个人代码:dnn_multiClassification**

keras实现

  1. from MiniFramework.DataReader_2_0 import *
  2. from keras.models import Sequential
  3. from keras.layers import Dense
  4. import matplotlib.pyplot as plt
  5. import os
  6. os.environ['KMP_DUPLICATE_LIB_OK']='True'
  7. def load_data():
  8. train_file = "../data/ch11.train.npz"
  9. test_file = "../data/ch11.test.npz"
  10. dataReader = DataReader_2_0(train_file, test_file)
  11. dataReader.ReadData()
  12. dataReader.NormalizeX()
  13. dataReader.NormalizeY(NetType.MultipleClassifier, base=1)

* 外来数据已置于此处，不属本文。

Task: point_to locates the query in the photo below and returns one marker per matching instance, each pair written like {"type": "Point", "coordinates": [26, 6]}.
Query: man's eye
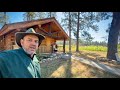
{"type": "Point", "coordinates": [29, 40]}
{"type": "Point", "coordinates": [36, 41]}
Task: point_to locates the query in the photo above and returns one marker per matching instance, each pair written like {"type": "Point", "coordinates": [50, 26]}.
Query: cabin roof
{"type": "Point", "coordinates": [43, 23]}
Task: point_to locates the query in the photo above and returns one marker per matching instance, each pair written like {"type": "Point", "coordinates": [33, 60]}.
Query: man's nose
{"type": "Point", "coordinates": [33, 43]}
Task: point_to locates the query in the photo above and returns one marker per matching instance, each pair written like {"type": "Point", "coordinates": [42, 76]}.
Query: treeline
{"type": "Point", "coordinates": [83, 43]}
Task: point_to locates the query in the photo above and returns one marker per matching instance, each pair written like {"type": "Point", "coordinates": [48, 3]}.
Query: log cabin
{"type": "Point", "coordinates": [49, 27]}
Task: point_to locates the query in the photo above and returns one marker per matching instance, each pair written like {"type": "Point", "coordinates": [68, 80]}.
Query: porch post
{"type": "Point", "coordinates": [64, 46]}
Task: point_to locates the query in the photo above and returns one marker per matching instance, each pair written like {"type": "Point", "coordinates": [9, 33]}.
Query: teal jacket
{"type": "Point", "coordinates": [18, 64]}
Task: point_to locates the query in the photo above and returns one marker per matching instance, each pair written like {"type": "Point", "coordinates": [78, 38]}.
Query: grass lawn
{"type": "Point", "coordinates": [74, 69]}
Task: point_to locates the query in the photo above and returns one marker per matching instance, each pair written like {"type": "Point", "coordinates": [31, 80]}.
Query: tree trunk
{"type": "Point", "coordinates": [69, 33]}
{"type": "Point", "coordinates": [113, 36]}
{"type": "Point", "coordinates": [77, 43]}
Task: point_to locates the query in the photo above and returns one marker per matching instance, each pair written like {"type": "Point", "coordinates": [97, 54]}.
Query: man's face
{"type": "Point", "coordinates": [30, 43]}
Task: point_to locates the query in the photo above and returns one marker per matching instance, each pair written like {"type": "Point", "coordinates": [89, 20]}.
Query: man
{"type": "Point", "coordinates": [22, 62]}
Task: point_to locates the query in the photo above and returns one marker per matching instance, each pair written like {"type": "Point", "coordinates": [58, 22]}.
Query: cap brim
{"type": "Point", "coordinates": [20, 35]}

  14. dataReader.Shuffle()
  15. dataReader.GenerateValidationSet()
  16. x_train, y_train = dataReader.XTrain, dataReader.YTrain
  17. x_test, y_test = dataReader.XTest, dataReader.YTest
  18. x_val, y_val = dataReader.XDev, dataReader.YDev
  19. return x_train, y_train, x_test, y_test, x_val, y_val
  20. def build_model():
  21. model = Sequential()
  22. model.add(Dense(8, activation='relu', input_shape=(2, )))

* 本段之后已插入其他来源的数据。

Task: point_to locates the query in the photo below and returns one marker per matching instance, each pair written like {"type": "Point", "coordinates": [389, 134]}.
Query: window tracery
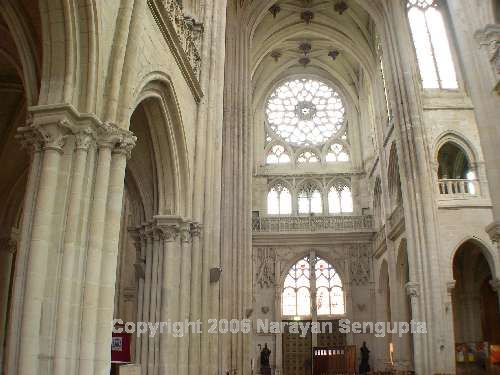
{"type": "Point", "coordinates": [305, 112]}
{"type": "Point", "coordinates": [279, 200]}
{"type": "Point", "coordinates": [277, 155]}
{"type": "Point", "coordinates": [340, 199]}
{"type": "Point", "coordinates": [297, 298]}
{"type": "Point", "coordinates": [310, 200]}
{"type": "Point", "coordinates": [337, 152]}
{"type": "Point", "coordinates": [434, 57]}
{"type": "Point", "coordinates": [307, 157]}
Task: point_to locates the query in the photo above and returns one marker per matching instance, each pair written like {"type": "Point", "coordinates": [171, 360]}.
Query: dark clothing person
{"type": "Point", "coordinates": [364, 366]}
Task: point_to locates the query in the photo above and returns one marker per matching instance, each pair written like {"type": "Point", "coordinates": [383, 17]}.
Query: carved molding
{"type": "Point", "coordinates": [183, 37]}
{"type": "Point", "coordinates": [49, 127]}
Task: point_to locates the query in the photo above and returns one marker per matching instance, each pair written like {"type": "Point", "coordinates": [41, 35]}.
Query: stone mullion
{"type": "Point", "coordinates": [185, 289]}
{"type": "Point", "coordinates": [18, 287]}
{"type": "Point", "coordinates": [170, 297]}
{"type": "Point", "coordinates": [107, 282]}
{"type": "Point", "coordinates": [64, 317]}
{"type": "Point", "coordinates": [146, 300]}
{"type": "Point", "coordinates": [53, 142]}
{"type": "Point", "coordinates": [94, 259]}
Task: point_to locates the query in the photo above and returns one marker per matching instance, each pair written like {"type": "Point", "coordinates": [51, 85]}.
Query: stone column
{"type": "Point", "coordinates": [146, 301]}
{"type": "Point", "coordinates": [69, 239]}
{"type": "Point", "coordinates": [185, 290]}
{"type": "Point", "coordinates": [51, 138]}
{"type": "Point", "coordinates": [170, 291]}
{"type": "Point", "coordinates": [107, 280]}
{"type": "Point", "coordinates": [8, 249]}
{"type": "Point", "coordinates": [195, 297]}
{"type": "Point", "coordinates": [412, 291]}
{"type": "Point", "coordinates": [140, 269]}
{"type": "Point", "coordinates": [83, 141]}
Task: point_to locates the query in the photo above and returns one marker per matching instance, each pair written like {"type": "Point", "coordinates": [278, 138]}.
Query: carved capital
{"type": "Point", "coordinates": [45, 136]}
{"type": "Point", "coordinates": [493, 231]}
{"type": "Point", "coordinates": [115, 138]}
{"type": "Point", "coordinates": [169, 233]}
{"type": "Point", "coordinates": [196, 229]}
{"type": "Point", "coordinates": [83, 139]}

  23. model.add(Dense(8, activation='relu'))
  24. model.add(Dense(3, activation='softmax'))
  25. model.compile(optimizer='Adam',
  26. loss='categorical_crossentropy',
  27. metrics=['accuracy'])
  28. return model
  29. #画出训练过程中训练和验证的精度与损失
  30. def draw_train_history(history):
  31. plt.figure(1)
  32. # summarize history for accuracy
  33. plt.subplot(211)
  34. plt.plot(history.history['accuracy'])
  35. plt.plot(history.history['val_accuracy'])

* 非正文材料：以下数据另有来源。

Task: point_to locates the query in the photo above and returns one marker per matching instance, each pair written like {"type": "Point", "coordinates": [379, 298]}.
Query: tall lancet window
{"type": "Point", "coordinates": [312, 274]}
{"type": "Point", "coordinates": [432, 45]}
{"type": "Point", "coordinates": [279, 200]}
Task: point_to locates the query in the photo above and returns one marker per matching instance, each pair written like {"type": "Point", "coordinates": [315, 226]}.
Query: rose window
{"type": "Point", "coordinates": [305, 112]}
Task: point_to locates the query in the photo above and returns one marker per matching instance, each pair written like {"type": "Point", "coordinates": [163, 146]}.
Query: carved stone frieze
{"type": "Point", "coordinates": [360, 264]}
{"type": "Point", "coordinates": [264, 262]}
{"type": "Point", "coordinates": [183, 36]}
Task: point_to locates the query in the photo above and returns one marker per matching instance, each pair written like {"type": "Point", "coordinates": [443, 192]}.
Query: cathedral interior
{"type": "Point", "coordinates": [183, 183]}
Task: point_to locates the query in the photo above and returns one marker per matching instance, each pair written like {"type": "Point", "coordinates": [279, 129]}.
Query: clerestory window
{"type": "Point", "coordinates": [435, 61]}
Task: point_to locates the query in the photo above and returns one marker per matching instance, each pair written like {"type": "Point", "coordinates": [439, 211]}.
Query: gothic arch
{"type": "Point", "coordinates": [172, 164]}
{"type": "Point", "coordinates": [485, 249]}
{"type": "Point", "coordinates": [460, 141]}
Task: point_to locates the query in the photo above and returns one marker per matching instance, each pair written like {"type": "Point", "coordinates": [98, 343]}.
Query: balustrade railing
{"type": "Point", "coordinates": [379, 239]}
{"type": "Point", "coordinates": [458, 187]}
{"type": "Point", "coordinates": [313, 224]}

  36. plt.title('model accuracy')
  37. plt.ylabel('accuracy')
  38. plt.xlabel('epoch')
  39. plt.legend(['train', 'validation'])
  40. # summarize history for loss
  41. plt.subplot(212)
  42. plt.plot(history.history['loss'])
  43. plt.plot(history.history['val_loss'])
  44. plt.title('model loss')
  45. plt.ylabel('loss')
  46. plt.xlabel('epoch')
  47. plt.legend(['train', 'validation'])
  48. plt.show()
  49. if __name__ == '__main__':
  50. x_train, y_train, x_test, y_test, x_val, y_val = load_data()
  51. model = build_model()
  52. history = model.fit(x_train, y_train, epochs=100, batch_size=10, validation_data=(x_val, y_val))
  53. draw_train_history(history)
  54. loss, accuracy = model.evaluate(x_test, y_test)
  55. print("test loss: {}, test accuracy: {}".format(loss, accuracy))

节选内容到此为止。